The justices unanimously ruled that Denbury Green had to prove it meets Texas statutory requirements as a “common carrier,” meaning its pipeline had to be generally accessible to other users and thus serve a legitimate “public use” and not a strictly private use for exclusive gain — before property access could be granted via eminent domain. (Public use example: A highway available to all which helps general commerce, not just one particular company)
A company should have to prove their right to eminent domain “before trenching [for] the pipeline begins,” added a statement from We Texans, just before Judge Rugg’s ruling. Yet, the deck is virtually always stacked for the corporations — which get their land access upfront.
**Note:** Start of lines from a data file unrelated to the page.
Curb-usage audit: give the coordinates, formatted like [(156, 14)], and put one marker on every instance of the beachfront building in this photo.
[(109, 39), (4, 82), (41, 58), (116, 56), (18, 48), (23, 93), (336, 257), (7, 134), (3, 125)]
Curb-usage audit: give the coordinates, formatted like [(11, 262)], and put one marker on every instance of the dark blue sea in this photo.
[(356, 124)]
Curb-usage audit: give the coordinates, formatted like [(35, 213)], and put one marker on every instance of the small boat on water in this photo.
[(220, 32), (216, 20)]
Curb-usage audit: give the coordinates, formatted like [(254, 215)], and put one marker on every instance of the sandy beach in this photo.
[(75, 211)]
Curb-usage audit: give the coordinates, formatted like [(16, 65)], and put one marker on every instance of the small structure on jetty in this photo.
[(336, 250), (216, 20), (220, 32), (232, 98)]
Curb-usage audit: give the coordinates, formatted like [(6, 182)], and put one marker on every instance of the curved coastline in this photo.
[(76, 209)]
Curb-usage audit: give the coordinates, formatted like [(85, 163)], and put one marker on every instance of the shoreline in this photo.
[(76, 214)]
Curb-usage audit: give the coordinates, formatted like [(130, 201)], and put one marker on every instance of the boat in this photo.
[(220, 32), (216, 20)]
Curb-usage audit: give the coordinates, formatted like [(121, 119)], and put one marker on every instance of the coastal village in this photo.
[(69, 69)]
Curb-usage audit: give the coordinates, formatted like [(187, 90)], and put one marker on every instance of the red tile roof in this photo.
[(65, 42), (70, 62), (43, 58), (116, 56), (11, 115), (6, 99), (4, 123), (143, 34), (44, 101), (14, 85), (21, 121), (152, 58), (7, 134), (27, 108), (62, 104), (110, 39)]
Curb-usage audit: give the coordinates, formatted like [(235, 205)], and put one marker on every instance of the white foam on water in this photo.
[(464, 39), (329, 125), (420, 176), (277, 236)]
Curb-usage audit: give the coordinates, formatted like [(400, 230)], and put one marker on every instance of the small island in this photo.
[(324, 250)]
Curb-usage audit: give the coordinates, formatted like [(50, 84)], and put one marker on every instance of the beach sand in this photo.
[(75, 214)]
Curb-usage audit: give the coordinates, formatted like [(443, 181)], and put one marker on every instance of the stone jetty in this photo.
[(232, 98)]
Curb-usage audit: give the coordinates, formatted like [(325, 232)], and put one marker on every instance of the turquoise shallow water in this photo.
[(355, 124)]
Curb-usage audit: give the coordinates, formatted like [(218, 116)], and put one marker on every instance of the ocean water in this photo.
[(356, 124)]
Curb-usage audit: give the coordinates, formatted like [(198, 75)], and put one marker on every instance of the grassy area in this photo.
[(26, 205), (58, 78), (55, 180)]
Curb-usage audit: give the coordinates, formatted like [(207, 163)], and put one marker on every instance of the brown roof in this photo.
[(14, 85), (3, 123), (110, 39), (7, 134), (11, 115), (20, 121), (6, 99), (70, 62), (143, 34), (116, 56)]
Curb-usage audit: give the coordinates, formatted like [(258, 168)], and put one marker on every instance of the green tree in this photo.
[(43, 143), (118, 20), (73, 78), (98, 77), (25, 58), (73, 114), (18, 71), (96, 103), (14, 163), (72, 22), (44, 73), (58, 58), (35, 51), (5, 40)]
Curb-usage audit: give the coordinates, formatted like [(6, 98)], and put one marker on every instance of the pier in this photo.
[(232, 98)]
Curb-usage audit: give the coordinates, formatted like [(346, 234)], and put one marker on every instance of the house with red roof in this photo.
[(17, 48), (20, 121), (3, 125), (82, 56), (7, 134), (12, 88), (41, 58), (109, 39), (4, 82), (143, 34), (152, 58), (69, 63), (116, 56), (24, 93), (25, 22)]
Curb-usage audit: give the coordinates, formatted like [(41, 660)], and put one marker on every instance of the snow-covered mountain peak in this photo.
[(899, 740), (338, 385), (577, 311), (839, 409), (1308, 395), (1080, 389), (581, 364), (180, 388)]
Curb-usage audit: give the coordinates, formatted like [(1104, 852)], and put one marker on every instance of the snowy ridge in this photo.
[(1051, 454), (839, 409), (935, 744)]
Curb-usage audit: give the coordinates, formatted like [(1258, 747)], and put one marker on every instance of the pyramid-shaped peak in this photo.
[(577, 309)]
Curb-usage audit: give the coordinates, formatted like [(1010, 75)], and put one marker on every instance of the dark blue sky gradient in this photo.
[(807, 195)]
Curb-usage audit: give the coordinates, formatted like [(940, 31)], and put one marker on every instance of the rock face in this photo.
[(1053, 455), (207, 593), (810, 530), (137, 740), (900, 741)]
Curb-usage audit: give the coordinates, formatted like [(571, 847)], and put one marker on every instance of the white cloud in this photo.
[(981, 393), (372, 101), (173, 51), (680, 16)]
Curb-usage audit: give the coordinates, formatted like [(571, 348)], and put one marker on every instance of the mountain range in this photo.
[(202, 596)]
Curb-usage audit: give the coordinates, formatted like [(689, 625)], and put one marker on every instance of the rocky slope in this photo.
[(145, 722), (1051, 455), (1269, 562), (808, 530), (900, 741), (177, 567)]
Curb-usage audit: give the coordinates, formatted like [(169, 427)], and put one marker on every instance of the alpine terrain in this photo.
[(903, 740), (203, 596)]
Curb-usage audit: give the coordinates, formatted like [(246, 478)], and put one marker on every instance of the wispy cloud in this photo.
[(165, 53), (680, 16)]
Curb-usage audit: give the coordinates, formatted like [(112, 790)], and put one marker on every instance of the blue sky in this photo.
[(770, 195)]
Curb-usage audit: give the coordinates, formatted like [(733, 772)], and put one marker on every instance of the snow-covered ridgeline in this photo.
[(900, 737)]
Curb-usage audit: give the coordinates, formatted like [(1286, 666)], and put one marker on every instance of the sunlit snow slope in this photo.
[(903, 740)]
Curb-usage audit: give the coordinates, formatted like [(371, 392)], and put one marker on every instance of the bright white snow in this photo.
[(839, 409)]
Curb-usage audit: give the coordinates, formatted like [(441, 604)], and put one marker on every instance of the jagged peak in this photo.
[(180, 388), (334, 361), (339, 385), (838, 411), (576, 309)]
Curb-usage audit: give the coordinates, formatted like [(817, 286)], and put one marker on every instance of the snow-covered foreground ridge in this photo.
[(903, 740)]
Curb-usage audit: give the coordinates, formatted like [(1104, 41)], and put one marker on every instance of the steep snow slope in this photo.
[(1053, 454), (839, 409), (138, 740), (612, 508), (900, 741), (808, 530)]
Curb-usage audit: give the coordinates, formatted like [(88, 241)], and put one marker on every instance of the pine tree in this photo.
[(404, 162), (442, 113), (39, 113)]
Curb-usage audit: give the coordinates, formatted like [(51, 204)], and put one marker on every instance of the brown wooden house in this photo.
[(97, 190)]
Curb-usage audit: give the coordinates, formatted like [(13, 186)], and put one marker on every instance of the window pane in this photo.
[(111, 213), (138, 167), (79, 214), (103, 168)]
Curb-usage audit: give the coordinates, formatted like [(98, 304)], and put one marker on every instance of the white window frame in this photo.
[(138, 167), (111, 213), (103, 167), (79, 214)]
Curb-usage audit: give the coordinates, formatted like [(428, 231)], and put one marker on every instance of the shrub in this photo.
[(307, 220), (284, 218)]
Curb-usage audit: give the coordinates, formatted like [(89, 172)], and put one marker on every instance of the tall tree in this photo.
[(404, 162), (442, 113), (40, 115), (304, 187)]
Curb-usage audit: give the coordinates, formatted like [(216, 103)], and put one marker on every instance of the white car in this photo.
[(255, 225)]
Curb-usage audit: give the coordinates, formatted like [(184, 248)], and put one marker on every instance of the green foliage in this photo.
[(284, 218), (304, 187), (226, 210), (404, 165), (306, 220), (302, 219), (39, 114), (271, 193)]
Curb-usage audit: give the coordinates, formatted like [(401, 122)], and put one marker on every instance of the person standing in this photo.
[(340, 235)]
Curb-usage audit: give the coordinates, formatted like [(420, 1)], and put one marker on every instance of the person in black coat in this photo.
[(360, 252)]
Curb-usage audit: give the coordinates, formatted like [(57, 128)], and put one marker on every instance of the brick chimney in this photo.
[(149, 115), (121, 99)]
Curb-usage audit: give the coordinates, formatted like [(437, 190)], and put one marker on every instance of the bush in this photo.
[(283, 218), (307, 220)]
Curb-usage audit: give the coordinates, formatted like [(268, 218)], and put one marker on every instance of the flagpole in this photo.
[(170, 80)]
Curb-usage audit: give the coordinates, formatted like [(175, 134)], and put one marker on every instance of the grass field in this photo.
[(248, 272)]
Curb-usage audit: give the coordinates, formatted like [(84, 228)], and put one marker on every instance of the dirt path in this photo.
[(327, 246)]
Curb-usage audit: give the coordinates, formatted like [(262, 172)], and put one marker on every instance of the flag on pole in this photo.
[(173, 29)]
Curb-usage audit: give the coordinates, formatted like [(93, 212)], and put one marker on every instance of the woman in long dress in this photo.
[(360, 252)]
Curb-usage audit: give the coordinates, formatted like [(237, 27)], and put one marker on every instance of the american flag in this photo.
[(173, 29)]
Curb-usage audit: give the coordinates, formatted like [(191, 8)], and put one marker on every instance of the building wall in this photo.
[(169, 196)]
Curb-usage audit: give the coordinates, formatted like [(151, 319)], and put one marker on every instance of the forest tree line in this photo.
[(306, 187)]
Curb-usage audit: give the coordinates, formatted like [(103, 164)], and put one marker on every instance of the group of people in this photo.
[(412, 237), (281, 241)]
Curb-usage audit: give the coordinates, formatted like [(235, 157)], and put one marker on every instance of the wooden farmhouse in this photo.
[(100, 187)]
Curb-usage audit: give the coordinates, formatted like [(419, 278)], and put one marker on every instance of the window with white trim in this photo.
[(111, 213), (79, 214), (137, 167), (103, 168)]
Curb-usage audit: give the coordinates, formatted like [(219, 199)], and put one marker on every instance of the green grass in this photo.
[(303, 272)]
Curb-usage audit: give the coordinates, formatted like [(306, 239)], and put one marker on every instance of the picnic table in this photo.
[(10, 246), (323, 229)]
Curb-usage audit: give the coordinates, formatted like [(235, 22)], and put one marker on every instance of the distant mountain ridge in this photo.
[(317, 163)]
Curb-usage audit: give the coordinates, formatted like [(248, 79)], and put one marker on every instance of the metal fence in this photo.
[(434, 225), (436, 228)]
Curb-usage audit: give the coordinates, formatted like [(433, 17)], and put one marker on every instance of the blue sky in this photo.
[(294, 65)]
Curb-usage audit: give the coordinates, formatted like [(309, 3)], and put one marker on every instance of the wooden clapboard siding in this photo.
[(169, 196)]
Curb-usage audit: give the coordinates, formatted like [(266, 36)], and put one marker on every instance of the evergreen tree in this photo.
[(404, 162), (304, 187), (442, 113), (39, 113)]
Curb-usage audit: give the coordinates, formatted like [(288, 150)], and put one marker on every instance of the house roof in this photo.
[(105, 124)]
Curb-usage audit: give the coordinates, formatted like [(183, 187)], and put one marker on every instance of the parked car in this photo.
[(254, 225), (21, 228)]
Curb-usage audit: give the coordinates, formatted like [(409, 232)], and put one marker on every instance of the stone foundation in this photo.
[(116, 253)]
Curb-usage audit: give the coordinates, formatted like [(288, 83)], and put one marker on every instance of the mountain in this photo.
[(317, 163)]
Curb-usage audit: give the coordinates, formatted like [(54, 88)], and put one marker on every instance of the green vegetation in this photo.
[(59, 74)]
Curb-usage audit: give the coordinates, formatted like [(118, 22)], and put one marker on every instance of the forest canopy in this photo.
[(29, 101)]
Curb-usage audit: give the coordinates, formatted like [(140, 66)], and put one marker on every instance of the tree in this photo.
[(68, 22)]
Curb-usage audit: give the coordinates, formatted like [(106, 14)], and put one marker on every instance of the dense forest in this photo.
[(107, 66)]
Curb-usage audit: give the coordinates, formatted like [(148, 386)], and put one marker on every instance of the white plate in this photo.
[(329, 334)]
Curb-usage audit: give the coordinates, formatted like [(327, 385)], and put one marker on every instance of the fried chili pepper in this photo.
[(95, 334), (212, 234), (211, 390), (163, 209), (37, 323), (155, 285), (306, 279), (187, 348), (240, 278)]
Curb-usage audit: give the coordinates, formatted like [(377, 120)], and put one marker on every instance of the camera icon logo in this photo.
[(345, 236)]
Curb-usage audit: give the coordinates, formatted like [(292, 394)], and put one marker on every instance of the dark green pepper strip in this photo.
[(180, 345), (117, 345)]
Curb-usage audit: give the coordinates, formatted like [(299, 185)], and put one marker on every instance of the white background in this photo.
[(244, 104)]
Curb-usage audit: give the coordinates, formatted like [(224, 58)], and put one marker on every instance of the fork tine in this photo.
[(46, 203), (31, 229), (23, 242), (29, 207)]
And Ms. Crawford around Oct. 9 filed a motion for a new trial in the same Lamar County Court where Judge Bill Harris hurriedly granted TransCanada subcontractors a writ of possession to enter Ms. Crawford’s property—prior to his official Aug. 22 final ruling. She’ll appeal his ruling to a higher court if he does not grant a new trial.
When the subcontractors first showed up to begin trenching through part of Ms. Crawford’s ranch in northeast Texas, she kicked them off her land, while assuming she lives in a world where such work cannot begin until the legal process runs its full course. But TransCanada is working around the clock to dig trenches, weld together pipe sections and push ahead — as if no legal impediments exist.
“They’ve got everything ready to go on both sides of my property ... they’ve got to be awfully certain they are going to win,” Ms. Crawford said, expressing disbelief. “My understanding is that in East Texas [by Winnsboro] they [TransCanada] are starting work at 4 in the morning. Here by my place, there were truck loads of welders ... it’s unbelievable — the activity out here. The trench is ready and the pipe is welded. So, what if they lose the appeal? You mean they’d have to come take it all out?”
Mr. Holland, depending on what happens at the state level, plans to ascend to the federal level. “I’m going to go for a ‘42 U.S.C. 1983’ case in federal court, against violating my civil rights under color of law,” he said, hoping that Fifth Amendment limits against land takings without just compensation still mean something in the US.